Few classes have more than 10 people, and the ratio of students to faculty and staff members is one to one, far better than in most art departments. Each instructor is aided by teaching assistants, themselves talented young glass artists who typically are graduate students in art.
"It's real intense," says Helen Kovacs, who recently graduated from Alberta College of Art and is now setting up her own glass shop. "You pick up a lot of new techniques, and you meet a lot of people from all over the world."
The center of the campus is the "hot shop" -- an open-air, hexagonal structure housing furnaces and glass-blowing equipment. While molten glass, carried on long blowing rods, or punties, is shaped and blown, it is repeatedly returned to the ovens for reheating. Finished objects are laid in annealing ovens to cool slowly and harden.

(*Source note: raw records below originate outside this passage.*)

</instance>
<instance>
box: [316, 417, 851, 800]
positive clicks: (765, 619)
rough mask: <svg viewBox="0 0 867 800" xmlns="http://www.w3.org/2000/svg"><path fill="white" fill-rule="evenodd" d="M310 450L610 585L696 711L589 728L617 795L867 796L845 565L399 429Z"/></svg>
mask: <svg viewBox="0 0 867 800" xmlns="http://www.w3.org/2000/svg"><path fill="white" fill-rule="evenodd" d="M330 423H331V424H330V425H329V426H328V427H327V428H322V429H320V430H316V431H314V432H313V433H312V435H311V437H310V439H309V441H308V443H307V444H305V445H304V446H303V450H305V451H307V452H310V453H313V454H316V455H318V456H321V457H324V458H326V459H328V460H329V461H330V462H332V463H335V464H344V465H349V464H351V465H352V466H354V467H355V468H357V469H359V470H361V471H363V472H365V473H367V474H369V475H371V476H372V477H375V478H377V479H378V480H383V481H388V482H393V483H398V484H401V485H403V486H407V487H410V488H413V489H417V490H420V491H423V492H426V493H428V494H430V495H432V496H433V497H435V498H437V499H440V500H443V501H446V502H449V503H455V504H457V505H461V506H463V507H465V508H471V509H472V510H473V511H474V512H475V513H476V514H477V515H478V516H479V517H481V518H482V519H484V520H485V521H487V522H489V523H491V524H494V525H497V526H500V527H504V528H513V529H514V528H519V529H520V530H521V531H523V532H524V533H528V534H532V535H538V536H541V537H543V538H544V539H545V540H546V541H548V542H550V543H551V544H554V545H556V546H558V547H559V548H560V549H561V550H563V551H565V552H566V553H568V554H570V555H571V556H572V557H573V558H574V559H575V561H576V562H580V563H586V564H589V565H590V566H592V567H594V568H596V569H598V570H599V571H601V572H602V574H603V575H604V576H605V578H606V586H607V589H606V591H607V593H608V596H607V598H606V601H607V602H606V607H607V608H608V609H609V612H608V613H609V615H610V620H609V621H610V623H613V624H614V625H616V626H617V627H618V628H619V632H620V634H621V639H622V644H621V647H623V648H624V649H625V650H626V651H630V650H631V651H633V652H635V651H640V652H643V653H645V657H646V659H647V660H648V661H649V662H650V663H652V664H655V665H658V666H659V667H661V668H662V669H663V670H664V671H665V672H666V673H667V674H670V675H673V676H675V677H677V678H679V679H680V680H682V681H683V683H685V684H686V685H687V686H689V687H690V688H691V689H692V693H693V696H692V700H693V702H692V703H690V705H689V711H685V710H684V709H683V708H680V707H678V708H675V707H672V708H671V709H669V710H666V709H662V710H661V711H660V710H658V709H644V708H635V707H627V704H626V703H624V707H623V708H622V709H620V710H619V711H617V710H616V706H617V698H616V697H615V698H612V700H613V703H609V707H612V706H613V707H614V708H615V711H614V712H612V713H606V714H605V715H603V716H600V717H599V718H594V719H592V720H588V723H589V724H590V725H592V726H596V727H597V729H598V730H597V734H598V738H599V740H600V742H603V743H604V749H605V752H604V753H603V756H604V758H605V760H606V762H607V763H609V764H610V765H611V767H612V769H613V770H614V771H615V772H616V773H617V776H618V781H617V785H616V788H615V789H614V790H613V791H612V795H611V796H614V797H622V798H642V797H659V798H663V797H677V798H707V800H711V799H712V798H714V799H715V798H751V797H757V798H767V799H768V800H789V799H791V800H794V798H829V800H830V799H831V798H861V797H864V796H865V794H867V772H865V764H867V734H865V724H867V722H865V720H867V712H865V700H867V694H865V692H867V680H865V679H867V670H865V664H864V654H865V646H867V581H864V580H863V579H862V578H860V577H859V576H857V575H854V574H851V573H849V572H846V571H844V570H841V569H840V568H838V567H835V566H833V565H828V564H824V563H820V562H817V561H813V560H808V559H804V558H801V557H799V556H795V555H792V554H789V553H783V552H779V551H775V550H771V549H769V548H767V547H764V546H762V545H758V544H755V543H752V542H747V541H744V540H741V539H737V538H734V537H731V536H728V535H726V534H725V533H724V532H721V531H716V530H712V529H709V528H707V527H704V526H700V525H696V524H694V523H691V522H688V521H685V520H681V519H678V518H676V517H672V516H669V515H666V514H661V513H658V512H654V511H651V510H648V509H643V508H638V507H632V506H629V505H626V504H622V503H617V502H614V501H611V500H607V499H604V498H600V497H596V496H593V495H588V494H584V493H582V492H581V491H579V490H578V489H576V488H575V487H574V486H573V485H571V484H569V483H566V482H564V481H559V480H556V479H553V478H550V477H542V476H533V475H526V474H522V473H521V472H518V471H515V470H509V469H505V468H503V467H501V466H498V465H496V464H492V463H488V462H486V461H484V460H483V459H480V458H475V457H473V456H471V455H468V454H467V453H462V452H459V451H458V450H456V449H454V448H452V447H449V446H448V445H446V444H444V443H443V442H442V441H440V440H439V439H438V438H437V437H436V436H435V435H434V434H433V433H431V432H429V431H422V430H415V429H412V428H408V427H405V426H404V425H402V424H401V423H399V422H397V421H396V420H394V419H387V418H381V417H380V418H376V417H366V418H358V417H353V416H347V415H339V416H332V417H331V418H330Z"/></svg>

The building closes only between 1 and 5 am. The studios where students work with less heat-intense methods are open round the clock.
Even under these working conditions, says Kate Elliott, the assistant director of the school, accidents are few. Students are drilled in safety procedures at the beginning of each course. They are, for example, warned that polyester clothes may melt when an oven is opened.
Students say another effect of standing by the ovens heating, reheating, and handling molten glass, is that they form a powerful attachment to the medium. "It's like an addiction; you begin to crave the glass and the fire," says Lauren Traub, who has been a student at Pratt Institute of Art and Seattle Central Community College.
The craft, concentration, and patience required, she says, is "like looking in a mirror -- you end up dealing with the glass and yoU When you focus that much energy into transforming the glass, a part of you transforms, too."